有人說,當一個人在死之前,回頭看看自己走過的路,沒有多少後悔和遺憾,但可以瞑目了,但如我真到了死那天,回頭看看我走的過路,我肯定得死不瞑目,因為我有太多的後悔和遺憾,欠了太多的債。
「壞蛋,你在想什麼呢?」曾怡馨輕聲問道。
「沒什麼。」我笑笑答道。
「哦,那我去給你做早餐。」曾怡馨親了親我的臉道。
「嗯,不做做早課?」我抱著曾怡馨吹著熱氣道。
「不行!你現在得禁煙,禁酒,禁欲!」曾怡馨拍開我按在她山峰上的爪子嗔怒道。
「哦,唉,好吧。」我無奈的道。
「都這樣了,你還想那事,臭流氓!」曾怡馨罵了聲,起床做早餐去了,只留我一個人孤伶伶的躺在床上擺「木」字。
曾怡馨做好早餐後,把早餐端到了我的床前,我說,我還沒到吃飯都下不了床的地步吧。
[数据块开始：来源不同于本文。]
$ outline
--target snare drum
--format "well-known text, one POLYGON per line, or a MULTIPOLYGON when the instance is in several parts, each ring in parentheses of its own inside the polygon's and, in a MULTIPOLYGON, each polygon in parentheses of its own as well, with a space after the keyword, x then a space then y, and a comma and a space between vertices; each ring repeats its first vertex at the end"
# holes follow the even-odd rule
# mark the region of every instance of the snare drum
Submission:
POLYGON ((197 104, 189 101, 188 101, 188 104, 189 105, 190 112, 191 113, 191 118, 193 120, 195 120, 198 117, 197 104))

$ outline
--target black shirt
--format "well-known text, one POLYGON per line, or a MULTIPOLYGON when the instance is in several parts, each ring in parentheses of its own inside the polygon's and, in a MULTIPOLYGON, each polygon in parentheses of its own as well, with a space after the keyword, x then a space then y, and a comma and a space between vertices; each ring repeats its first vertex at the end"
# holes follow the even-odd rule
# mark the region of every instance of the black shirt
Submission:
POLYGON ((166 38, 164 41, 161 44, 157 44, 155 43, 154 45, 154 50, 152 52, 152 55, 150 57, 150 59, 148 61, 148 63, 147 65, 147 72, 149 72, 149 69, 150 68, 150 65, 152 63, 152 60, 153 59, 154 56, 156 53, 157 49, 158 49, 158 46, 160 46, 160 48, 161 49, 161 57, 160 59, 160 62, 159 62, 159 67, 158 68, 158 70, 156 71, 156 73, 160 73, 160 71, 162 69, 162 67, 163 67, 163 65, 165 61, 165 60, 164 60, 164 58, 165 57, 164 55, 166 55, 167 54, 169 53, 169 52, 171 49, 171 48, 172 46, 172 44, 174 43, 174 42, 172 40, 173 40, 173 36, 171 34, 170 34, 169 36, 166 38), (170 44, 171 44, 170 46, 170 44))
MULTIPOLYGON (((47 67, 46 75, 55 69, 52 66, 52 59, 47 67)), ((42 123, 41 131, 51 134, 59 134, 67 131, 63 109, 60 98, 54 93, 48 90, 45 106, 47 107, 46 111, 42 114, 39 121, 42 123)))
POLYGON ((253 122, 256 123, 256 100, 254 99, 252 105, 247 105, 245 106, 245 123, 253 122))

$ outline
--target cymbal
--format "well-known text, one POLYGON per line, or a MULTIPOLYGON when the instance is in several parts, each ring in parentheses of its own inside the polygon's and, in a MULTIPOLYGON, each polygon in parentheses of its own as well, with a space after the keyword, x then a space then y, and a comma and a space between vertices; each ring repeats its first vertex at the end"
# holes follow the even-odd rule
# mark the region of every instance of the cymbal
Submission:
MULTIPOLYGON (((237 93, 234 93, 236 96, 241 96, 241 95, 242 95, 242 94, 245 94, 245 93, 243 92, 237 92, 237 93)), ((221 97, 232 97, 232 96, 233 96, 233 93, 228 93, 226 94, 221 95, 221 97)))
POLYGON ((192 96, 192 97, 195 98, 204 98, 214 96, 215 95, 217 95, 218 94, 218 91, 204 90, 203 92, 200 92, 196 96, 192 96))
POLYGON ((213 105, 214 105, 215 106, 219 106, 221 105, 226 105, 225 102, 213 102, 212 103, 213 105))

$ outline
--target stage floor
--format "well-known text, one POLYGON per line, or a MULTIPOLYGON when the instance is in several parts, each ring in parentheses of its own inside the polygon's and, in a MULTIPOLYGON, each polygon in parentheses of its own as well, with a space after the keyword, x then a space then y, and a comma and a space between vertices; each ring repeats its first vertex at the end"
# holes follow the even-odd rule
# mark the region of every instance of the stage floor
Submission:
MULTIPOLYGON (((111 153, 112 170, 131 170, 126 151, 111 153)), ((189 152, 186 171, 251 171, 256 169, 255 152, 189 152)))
嘴上是這麼說,但我心里卻感動得一塌糊涂,生病的時候有個女人在身邊知暖知熱,這或者就是最簡單的幸福吧。
吃了早餐後才起床,客廳里扔著一個大行李箱和一把木吉他,不用說這是曾怡馨的全部家當了。
花兒已經不在家了,想去看小張了,曾怡馨把行李箱拖進房間按最初她住時的樣子擺放整理好物品,叮囑我在家好好休息後,趕著去上班了,家里又只剩下我一個人,但我卻不會再覺得房子空空的沒人煙氣息。
接下來的幾天,日子似乎平靜了,給霧兒、晴子都打了電話,無一例外都打不通,甚至連嚴芳的電話都是關機的,去霧兒家找她,卻被水珊趕了出來,去晴子家也是一樣,晴子家的管家根本連鐵門都不開,我磨了半天,管家才扔來一句︰小姐去法國念書了,老爺說了,以後見你都不得放你進來!嚴芳更是人去樓空,房子是租的,說搬便就搬走了,公司的職務也辭了,沒人知道她去了哪里。
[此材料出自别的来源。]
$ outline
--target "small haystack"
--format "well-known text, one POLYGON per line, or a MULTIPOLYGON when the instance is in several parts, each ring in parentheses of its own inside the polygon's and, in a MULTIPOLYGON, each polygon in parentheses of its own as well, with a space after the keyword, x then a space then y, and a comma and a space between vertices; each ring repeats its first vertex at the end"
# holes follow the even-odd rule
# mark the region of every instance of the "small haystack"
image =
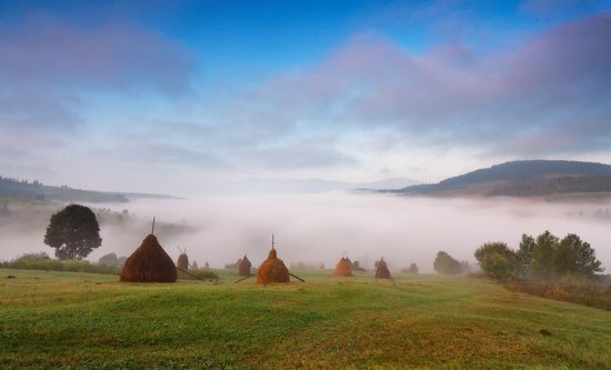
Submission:
POLYGON ((352 276, 352 263, 347 257, 342 257, 338 264, 335 266, 335 270, 333 271, 333 274, 335 277, 351 277, 352 276))
POLYGON ((121 281, 174 282, 176 280, 174 262, 152 233, 142 240, 142 244, 131 253, 121 269, 121 281))
POLYGON ((244 254, 244 258, 240 260, 240 263, 238 263, 238 274, 240 277, 250 277, 250 268, 252 267, 252 263, 248 260, 248 257, 244 254))
POLYGON ((189 270, 189 257, 187 257, 187 249, 182 250, 178 248, 180 256, 178 257, 177 268, 180 270, 189 270))
POLYGON ((383 258, 380 259, 380 261, 378 261, 378 269, 375 270, 375 279, 391 279, 390 271, 383 258))
POLYGON ((267 286, 289 281, 289 269, 287 269, 284 262, 278 258, 276 249, 272 247, 268 259, 261 263, 257 271, 257 283, 267 286))

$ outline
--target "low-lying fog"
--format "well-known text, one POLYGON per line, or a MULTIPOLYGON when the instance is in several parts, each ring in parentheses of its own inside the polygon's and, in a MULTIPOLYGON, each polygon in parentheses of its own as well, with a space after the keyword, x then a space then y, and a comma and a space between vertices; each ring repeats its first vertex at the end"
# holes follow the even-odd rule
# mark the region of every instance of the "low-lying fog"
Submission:
MULTIPOLYGON (((260 263, 276 234, 279 257, 291 262, 323 262, 334 267, 342 252, 371 267, 384 257, 393 269, 415 262, 432 271, 439 250, 474 262, 473 252, 485 241, 501 240, 518 247, 522 233, 544 230, 563 237, 578 233, 611 269, 611 216, 605 203, 545 203, 532 200, 430 199, 394 196, 323 193, 279 196, 214 196, 187 200, 138 200, 119 204, 92 204, 121 212, 132 222, 101 222, 102 246, 89 256, 116 252, 129 256, 150 231, 150 220, 197 228, 184 233, 158 230, 166 251, 177 258, 177 246, 187 249, 199 266, 223 267, 248 253, 260 263)), ((49 212, 49 211, 47 211, 49 212)), ((0 259, 23 252, 47 251, 42 239, 48 213, 0 219, 0 259)))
雖然對這個結果我已然有了心里準備,但還是很失落,我沒有別的意思,我只是想在回老家前再見見她們,也許這是我見她們的最後一次。
曾怡馨還是和往常一樣,上班下班,回家就照著菜譜做養肝護肝的食物,也催過我很多次去醫院,但我堅持要回老家治,曾怡馨為這事和我鬧過兩次,但最終還是听我決定。
自從那晚老勝在我家喝醉了之後,便再沒來過,因為眼看就是月底了,他和洪老虎忙著準備婚禮,還是四個老頭老太要照顧,忙得團團轉,但他每天必會有一二個電話打過來閑扯一通。
距離老勝結婚的日子越來越近,我也變得有些傷感起來,老勝結完婚也便是我離開深圳的日子,雖然我一直不適應深圳的快節奏生活,但在這里呆了這麼多年,一想到就要離開了,心里多少有些不舍,更不舍是在這座城市遇到的那些人,在這里,我收獲了霧兒、晴子、曾怡馨,嚴芳的愛,但我留給們的只有傷害;也是在這里,收獲了老勝兄弟般的情誼。